Tu es une reine, tu es une reine
je me répète quand je me sens ainsi : une forme de sous-moi, de moi qui peine à s'aimer et à se rendre aimable. Je suis entourée pourtant de personnes que j'aime et dont j'éprouve l'amour. Je me conquiers peu à peu suis ma propre terra incognita et les processus d'individuation nous font passer par toutes les couleurs de l'arc en ciel mes contours je ne les palpe plus lorsque je croise mes bras de part et d'autre de ma poitrine
alors voilà ces derniers jours j'ai besoin de me répéter
Tu es une reine tu es une reine
pour essayer de m'en convaincre.
Ca ne marche pas trop
je ressens à vrai dire les agressions du monde (les passants que je croise dans la rue et qui ne sourient pas quand je les laisse passer, les usagers du métro toujours pendus à leur téléphone, à l'école les mères la morale, surprise douloureuse de porter attention, pourquoi se fixe-t-elle sur ces mini agressions qui me blessent comme autant de petites mitrailles ?)
(L'influence dans ce texte des Chroniques d'Antonio Lobo Antunes. Je n'ai pas le droit de le lire cette semaine et il me manque j'aime sa voix et du coup je m'en imprègne je la détourne je raconte avec ma voix).

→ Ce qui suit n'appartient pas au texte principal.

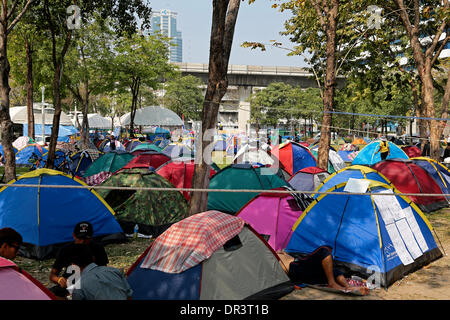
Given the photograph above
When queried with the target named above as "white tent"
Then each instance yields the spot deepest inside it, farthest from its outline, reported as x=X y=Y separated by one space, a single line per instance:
x=19 y=115
x=153 y=116
x=253 y=155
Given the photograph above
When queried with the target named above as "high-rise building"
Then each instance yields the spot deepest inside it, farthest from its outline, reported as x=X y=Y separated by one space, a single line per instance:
x=165 y=21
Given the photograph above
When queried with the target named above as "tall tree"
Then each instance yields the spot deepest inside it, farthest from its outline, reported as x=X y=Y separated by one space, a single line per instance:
x=224 y=18
x=10 y=15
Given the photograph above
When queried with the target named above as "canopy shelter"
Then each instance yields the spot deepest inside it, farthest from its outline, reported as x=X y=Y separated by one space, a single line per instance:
x=439 y=172
x=45 y=217
x=355 y=172
x=152 y=210
x=380 y=234
x=153 y=116
x=408 y=177
x=208 y=256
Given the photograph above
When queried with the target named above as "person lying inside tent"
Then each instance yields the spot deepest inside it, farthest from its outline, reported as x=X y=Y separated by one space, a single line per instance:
x=317 y=269
x=97 y=282
x=82 y=235
x=10 y=241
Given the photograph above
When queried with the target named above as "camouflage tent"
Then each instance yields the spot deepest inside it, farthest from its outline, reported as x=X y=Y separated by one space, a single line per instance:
x=152 y=211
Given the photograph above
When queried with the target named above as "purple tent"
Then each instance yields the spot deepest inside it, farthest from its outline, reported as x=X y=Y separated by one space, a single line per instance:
x=272 y=215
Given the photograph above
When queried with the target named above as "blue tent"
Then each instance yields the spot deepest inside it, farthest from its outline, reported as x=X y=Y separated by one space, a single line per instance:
x=368 y=157
x=178 y=151
x=28 y=154
x=355 y=172
x=382 y=237
x=45 y=217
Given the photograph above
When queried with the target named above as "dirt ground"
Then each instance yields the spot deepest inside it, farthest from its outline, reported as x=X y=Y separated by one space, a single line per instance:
x=429 y=283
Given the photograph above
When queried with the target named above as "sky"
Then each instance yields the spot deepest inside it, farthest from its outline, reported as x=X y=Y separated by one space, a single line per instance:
x=256 y=22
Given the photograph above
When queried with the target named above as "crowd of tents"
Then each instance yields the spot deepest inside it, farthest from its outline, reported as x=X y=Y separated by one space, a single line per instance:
x=357 y=206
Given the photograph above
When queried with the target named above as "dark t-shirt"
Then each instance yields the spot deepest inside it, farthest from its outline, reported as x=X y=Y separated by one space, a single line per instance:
x=65 y=254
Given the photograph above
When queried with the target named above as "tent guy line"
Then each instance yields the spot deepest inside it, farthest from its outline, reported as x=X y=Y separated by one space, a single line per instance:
x=216 y=190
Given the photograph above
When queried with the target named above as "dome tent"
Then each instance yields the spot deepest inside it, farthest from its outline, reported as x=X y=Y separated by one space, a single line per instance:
x=408 y=177
x=368 y=157
x=45 y=217
x=152 y=210
x=355 y=172
x=147 y=159
x=439 y=172
x=382 y=236
x=109 y=162
x=241 y=176
x=293 y=156
x=180 y=173
x=17 y=284
x=152 y=116
x=180 y=264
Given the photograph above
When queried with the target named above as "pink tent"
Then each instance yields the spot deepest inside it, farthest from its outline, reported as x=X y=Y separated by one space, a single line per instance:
x=272 y=215
x=16 y=284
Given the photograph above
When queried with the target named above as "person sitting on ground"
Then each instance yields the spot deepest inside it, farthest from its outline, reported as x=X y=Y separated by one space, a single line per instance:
x=384 y=149
x=317 y=269
x=82 y=235
x=10 y=241
x=97 y=282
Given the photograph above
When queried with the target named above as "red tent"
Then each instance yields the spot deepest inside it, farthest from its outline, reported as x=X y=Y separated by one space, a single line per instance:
x=180 y=174
x=148 y=159
x=412 y=151
x=408 y=177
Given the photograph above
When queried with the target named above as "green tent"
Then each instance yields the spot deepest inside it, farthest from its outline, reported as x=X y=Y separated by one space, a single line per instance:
x=147 y=147
x=152 y=211
x=109 y=162
x=241 y=176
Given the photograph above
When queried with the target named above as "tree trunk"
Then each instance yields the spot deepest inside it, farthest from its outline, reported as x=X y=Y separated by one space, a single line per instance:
x=29 y=85
x=330 y=82
x=222 y=31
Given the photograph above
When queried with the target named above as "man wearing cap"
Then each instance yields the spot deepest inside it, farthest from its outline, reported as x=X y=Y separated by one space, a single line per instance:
x=82 y=235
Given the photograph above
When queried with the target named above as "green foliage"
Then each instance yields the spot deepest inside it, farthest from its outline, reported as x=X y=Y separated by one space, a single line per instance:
x=183 y=95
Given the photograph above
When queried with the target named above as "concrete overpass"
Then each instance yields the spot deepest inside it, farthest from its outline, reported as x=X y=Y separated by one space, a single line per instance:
x=242 y=80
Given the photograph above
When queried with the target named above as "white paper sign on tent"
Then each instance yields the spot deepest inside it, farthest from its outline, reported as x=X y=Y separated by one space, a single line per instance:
x=356 y=185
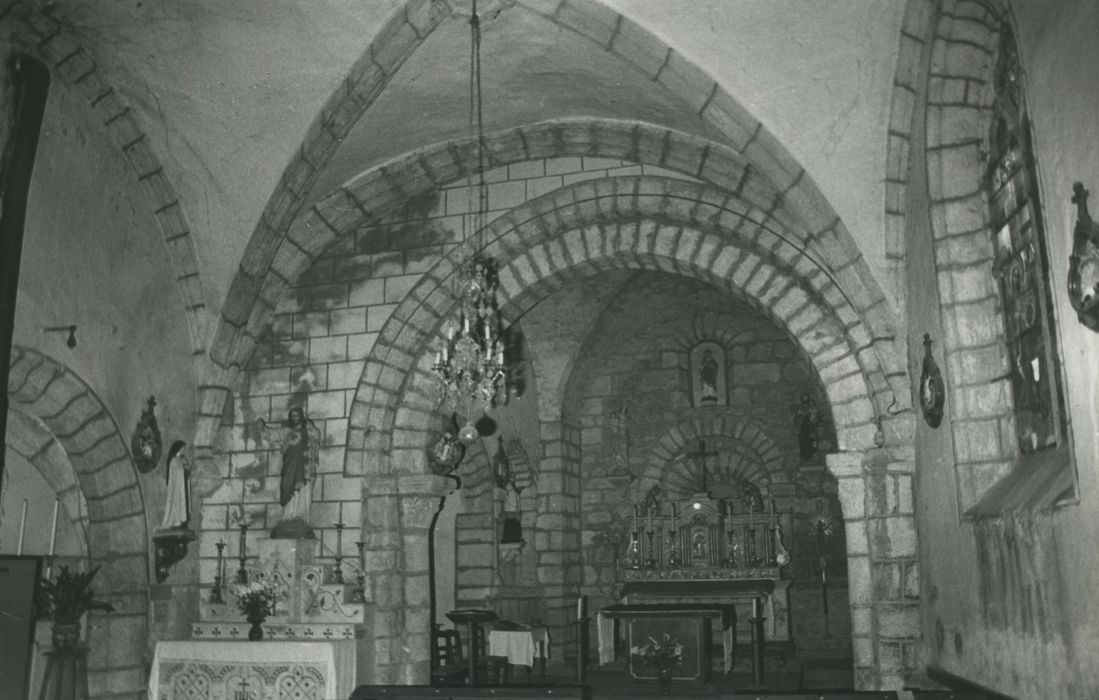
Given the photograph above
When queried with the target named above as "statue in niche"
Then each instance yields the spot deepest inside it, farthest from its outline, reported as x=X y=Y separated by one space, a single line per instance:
x=177 y=504
x=299 y=444
x=708 y=375
x=620 y=442
x=145 y=442
x=807 y=419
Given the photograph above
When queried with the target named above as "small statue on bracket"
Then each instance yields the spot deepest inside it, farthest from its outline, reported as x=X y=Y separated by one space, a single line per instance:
x=145 y=443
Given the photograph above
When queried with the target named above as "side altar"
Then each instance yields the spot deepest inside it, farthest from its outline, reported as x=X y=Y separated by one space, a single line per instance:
x=722 y=548
x=315 y=644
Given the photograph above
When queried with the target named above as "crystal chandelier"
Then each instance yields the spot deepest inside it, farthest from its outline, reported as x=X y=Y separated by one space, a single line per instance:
x=469 y=360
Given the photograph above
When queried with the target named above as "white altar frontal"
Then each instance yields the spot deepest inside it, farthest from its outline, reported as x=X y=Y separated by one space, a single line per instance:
x=314 y=645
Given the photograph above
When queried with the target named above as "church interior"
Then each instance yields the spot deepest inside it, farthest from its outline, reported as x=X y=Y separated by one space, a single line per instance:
x=402 y=343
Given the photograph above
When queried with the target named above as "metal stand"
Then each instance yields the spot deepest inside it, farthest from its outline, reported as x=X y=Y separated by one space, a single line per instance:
x=66 y=677
x=756 y=622
x=581 y=650
x=242 y=574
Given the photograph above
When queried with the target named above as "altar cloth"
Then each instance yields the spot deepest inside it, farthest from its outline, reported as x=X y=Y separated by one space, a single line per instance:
x=266 y=670
x=520 y=646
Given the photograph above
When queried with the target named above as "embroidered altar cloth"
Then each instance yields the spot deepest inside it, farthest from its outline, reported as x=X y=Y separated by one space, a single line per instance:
x=252 y=670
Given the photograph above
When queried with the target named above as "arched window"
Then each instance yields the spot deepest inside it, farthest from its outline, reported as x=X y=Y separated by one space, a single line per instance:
x=1021 y=269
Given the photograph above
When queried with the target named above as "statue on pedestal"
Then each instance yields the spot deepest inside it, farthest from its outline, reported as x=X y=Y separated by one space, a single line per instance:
x=299 y=444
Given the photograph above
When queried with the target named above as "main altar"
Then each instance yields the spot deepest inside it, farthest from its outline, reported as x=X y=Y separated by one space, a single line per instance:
x=314 y=645
x=706 y=567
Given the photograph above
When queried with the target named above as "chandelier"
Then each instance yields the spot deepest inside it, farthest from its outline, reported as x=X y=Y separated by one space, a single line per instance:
x=469 y=359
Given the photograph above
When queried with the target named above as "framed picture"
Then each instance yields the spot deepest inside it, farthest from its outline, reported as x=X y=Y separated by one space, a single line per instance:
x=708 y=375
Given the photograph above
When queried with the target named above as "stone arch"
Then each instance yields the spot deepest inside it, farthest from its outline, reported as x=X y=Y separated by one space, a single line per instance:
x=92 y=444
x=282 y=245
x=911 y=68
x=683 y=436
x=657 y=224
x=965 y=40
x=669 y=225
x=29 y=437
x=40 y=33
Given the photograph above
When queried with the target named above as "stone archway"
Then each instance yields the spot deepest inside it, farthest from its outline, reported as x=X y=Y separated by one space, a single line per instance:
x=669 y=225
x=117 y=533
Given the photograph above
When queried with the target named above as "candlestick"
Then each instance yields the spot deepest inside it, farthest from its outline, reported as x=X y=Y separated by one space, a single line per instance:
x=337 y=574
x=361 y=591
x=22 y=529
x=53 y=531
x=242 y=574
x=219 y=574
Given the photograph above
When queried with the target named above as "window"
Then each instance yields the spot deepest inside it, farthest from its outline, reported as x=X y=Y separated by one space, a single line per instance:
x=1021 y=265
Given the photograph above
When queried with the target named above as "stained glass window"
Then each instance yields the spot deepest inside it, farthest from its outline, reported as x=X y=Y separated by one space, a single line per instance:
x=1021 y=265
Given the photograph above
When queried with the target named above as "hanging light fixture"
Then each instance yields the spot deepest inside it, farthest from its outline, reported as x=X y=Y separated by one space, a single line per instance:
x=469 y=359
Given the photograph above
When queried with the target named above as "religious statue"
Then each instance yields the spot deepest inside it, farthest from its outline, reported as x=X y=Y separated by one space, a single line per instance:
x=145 y=442
x=808 y=421
x=177 y=508
x=708 y=376
x=299 y=444
x=620 y=442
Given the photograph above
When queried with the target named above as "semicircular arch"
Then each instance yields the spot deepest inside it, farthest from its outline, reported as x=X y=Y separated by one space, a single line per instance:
x=54 y=395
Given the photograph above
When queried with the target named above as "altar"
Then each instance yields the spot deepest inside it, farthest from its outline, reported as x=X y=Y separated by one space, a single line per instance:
x=690 y=626
x=314 y=645
x=229 y=670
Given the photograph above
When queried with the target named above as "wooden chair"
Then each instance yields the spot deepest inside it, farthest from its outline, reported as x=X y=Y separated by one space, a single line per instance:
x=447 y=667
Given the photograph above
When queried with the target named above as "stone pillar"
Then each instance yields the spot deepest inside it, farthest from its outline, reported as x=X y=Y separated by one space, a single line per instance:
x=398 y=515
x=557 y=530
x=883 y=574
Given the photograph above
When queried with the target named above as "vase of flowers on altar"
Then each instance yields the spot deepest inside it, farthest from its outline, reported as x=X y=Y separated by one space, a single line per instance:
x=65 y=599
x=664 y=656
x=256 y=600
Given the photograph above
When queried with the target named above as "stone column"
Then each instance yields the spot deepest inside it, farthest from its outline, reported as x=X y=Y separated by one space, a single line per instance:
x=398 y=515
x=876 y=497
x=557 y=531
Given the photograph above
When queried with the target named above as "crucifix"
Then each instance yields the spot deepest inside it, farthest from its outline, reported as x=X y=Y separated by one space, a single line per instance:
x=699 y=459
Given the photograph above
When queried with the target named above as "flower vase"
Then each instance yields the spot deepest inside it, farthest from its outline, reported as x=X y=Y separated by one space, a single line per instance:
x=256 y=631
x=664 y=677
x=66 y=635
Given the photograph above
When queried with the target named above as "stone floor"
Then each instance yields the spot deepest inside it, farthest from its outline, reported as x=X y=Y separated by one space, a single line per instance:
x=806 y=673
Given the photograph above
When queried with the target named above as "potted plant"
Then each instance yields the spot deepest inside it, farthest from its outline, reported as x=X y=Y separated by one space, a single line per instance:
x=664 y=655
x=64 y=600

(Deux expos magnifiques en ce moment à Paris dans la maison de Balzac Moi Eugénie Grandet qui se termine dimanche courrez-y et dans la maison de Victor Hugo ces troublants Portraits d'écrivain je rêve d'y retourner avec mon Nicolas c'est bien Paris pour ça vous avez vu je me spécialise en maisons d'écrivains bonne journée mes chéries-chéris).